也不知道从什么时候开始,对于身旁可能存在的危险,我会有一种类似于第六感的预判。
尽管说,这种预判很多时候都不见得准确,并非是每一次的预感都会成真,但还从来没有过一次真正的危险降临时,我事先没有出现过这种预判的。
而今,看着漫山遍野重新抽出嫩绿枝条的草木,脚下踩踏着厚厚的腐叶跟烂泥层,鼻子呼吸着充满腐朽味道的空气,耳畔听闻着时有时无的鸟鸣声,我忽然感到一阵莫名的压力,不由得征询式的转头看向了空明大师。
“不管是不是真的有问题,咱们都得多加小心,宁可被其他势力排斥,也不能贪功冒进。
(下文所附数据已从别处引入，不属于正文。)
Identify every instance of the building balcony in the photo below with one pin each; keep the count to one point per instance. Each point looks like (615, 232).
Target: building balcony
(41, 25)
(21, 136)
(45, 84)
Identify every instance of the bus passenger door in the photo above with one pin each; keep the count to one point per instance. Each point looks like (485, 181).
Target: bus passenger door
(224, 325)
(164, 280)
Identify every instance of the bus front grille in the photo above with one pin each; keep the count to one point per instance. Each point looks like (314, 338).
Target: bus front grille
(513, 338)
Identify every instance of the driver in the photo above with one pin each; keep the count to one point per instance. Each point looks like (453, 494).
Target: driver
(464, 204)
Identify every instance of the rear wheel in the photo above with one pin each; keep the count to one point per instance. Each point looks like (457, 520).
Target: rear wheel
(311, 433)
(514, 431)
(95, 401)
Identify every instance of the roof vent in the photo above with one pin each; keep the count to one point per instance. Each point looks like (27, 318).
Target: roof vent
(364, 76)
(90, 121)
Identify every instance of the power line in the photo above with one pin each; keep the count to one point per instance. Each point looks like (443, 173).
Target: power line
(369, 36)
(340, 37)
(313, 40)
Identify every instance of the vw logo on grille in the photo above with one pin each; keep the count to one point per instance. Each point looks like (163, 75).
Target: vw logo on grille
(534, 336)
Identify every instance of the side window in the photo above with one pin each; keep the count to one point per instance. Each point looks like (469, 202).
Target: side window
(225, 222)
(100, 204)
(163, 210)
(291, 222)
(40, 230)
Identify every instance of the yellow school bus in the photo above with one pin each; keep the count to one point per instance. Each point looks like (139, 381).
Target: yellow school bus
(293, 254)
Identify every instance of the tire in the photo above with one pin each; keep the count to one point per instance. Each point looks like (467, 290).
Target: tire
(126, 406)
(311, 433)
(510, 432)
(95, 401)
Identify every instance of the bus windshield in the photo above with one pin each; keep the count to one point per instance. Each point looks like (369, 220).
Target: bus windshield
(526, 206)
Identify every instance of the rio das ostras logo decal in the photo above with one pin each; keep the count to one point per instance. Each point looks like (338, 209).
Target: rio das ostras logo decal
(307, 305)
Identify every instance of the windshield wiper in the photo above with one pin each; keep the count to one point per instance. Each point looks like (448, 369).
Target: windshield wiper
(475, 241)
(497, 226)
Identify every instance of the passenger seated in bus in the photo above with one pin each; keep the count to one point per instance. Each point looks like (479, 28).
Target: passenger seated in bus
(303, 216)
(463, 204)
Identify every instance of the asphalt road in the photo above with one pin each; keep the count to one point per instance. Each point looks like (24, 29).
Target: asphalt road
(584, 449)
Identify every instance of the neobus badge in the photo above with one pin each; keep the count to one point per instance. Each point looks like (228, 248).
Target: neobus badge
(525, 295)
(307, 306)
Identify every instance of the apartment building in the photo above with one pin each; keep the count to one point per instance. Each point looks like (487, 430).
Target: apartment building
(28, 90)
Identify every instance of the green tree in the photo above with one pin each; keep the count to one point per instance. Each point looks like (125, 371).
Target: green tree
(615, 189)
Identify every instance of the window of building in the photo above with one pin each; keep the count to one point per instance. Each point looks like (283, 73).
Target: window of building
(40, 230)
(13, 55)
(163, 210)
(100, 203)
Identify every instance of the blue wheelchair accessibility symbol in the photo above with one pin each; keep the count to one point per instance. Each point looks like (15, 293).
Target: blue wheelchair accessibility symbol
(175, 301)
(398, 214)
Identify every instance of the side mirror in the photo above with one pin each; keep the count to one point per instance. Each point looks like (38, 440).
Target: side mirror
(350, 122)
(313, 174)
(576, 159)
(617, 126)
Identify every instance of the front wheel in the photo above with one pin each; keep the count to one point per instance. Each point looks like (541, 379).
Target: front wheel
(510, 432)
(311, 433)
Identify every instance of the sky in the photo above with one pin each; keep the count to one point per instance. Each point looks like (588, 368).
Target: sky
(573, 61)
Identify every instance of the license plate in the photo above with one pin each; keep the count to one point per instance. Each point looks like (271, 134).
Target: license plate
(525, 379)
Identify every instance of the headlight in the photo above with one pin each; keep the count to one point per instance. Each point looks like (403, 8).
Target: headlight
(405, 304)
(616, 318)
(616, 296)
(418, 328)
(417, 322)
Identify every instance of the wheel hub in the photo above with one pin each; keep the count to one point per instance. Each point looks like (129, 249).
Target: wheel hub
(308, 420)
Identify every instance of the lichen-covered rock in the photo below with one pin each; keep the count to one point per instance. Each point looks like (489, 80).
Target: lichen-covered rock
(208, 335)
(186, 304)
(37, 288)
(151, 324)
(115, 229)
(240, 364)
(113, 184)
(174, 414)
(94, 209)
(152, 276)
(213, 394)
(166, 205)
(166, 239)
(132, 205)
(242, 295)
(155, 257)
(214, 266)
”空明大师就在我的身边,在到我在看他之后,他抬头看了一眼天空,目中也有着一丝忧虑。
在我跟空明大师的一致要求之下,我们团的八百来号人悄悄地放慢了一点脚步,每一步的踩踏,也都变得小心翼翼,眼观六路耳听八方,谨防着任何可能发生的突然危机!
就这样复又前进了上百米,又一小波丧尸被大军直接推翻。
此时此刻,就连其他势力也都觉得情况有点不对劲了。
毕竟,山就这么大,我们两万五千多人铺开,完全是拉成了一条直线往前推进,上百米的距离,仅有这么一小波丧尸,过万的丧尸如果以这样的分布情况来看,别说是这座山头了,就算是再来两座同样大小的山,也根本容纳不下。
柏杨堡的一位领头人一斧头剁开了一只丧尸的脑袋瓜,吐了一口唾沫,发出了询问:“我说王大刚,你们的消息到底准不准确?说有上万丧尸,都走了这么久了,才他娘的碰到这么大猫小猫三两只。”
“是啊,这么点丧尸,让我们这么多人一起过来,你们是耍我们呢,还是再给我们设套?”木洞镇民兵势力的一个络腮胡更是直白,一言道出,不少势力的人都纷纷面色一变。
被这么多人不善的目光盯着,王大刚的额头布满了汗水,连忙辩解道:“没有,绝对没有,我们怎么可能耍你们,更不可能给你们设套啊。我也很奇怪,我们前几天明明来探查过的,还损失了上百号人,怎么一转眼,丧尸都跑光了?”